Connect with us

China Sex & Gender

People’s Daily: How to Protect Your Child from Sexual Assault

Chinese state-run newspaper People’s Daily has launched a campaign against sexual violence towards children on its social media channels, telling parents to teach their children sexual education so they can protect themselves. Although the campaign receives praise, there are also many people saying that sexual education should be taught in schools instead of on social media.

Manya Koetse

Published

on

Chinese state-run newspaper People’s Daily has launched an online campaign against sexual violence towards children on its social media channels, telling parents to teach their children sexual education so they can protect themselves. Although the campaign receives praise, there are also many people saying that sexual education should be taught in schools instead of on social media.
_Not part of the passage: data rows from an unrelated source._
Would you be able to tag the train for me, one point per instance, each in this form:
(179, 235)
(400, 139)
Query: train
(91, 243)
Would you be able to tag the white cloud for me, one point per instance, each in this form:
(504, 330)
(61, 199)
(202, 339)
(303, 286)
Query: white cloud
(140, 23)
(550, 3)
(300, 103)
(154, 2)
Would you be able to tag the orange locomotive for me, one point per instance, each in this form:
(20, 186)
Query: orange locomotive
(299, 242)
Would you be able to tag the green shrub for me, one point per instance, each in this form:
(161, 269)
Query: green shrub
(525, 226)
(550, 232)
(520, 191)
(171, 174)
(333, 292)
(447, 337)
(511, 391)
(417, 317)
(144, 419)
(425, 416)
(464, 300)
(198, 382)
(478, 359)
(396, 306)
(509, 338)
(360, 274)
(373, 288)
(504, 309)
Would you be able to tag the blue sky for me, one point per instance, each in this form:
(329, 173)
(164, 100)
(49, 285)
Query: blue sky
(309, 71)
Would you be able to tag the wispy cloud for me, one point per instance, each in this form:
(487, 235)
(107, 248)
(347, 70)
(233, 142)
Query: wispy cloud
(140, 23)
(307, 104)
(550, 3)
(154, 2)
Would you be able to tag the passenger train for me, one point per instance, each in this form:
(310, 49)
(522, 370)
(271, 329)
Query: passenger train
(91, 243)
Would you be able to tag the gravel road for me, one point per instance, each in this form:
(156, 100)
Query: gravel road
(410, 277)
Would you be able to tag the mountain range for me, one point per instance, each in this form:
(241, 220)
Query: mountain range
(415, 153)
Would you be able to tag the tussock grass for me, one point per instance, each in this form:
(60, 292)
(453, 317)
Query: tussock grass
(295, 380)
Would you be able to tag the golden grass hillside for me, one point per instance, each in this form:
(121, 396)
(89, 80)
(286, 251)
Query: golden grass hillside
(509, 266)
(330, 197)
In a Weibo post on July 28, Chinese state media outlet People’s Daily (@人民日报) warns parents to protect their children against sexual assault. The post was shared over 17.000 times on Weibo within a couple of hours. People’s Daily writes:

“Recently, the topic “sexual abuse of children” (儿童性侵) has again attracted people’s attention. From 2013 to 2016, the media have reported at least 1401 child sexual abuse cases, and in over 70% of these cases, it was an acquaintance who committing the crime. What is considered sexual abuse of children? What should parents do to protect their children from sexual harassment? Do not turn sex into a taboo [lit. “turn green at the mention of sex” 谈性色变]. The more they don’t know, the more dangerous it is for the children.”

The post comes with a series of images that instruct parents how to protect their children.

The first image says: “Parents should teach their children what is inappropriate behavior! Other people should not touch your intimate areas, even if seems fun.”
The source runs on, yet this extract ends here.